As with many terms describing social class, working class is defined and used in many different ways. The most general definition, used by many socialists, is that the working class includes all those who have (more or less, they do not own e.g. a factory) nothing to sell but their labour. These people used to be referred to as the proletariat, but that definition has gone out of fashion. In that sense, the working class today includes both white and blue-collar workers, manual and mental workers of all types, excluding only individuals who derive their livelihood from business ownership and the labour of others. The term, which is primarily used to evoke images of laborers suffering "class disadvantage in spite of their individual effort," can also have racial connotations. These racial connotations imply diverse themes of poverty that imply whether one is deserving of aid.
When used non-academically in the United States, however, it often refers to a section of society dependent on physical labour, especially when compensated with an hourly wage (for certain types of science, as well as journalistic or political analysis). For example, the working class is loosely defined as those without college degrees. Working-class occupations are then categorized into four groups: unskilled labourers, artisans, outworkers, and factory workers.
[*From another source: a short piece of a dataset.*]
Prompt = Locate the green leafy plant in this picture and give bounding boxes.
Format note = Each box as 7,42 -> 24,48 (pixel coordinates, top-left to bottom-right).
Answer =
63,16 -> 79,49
A common alternative, sometimes used in sociology, is to define class by income levels. When this approach is used, the working class can be contrasted with a so-called middle class on the basis of differential terms of access to economic resources, education, cultural interests, and other goods and services. The cut-off between working class and middle class here might mean the line where a population has discretionary income, rather than finances for basic needs and essentials (for example, on fashion versus merely nutrition and shelter).
Some researchers have suggested that working-class status should be defined subjectively as self-identification with the working-class group. This subjective approach allows people, rather than researchers, to define their own "subjective" and "perceived" social class.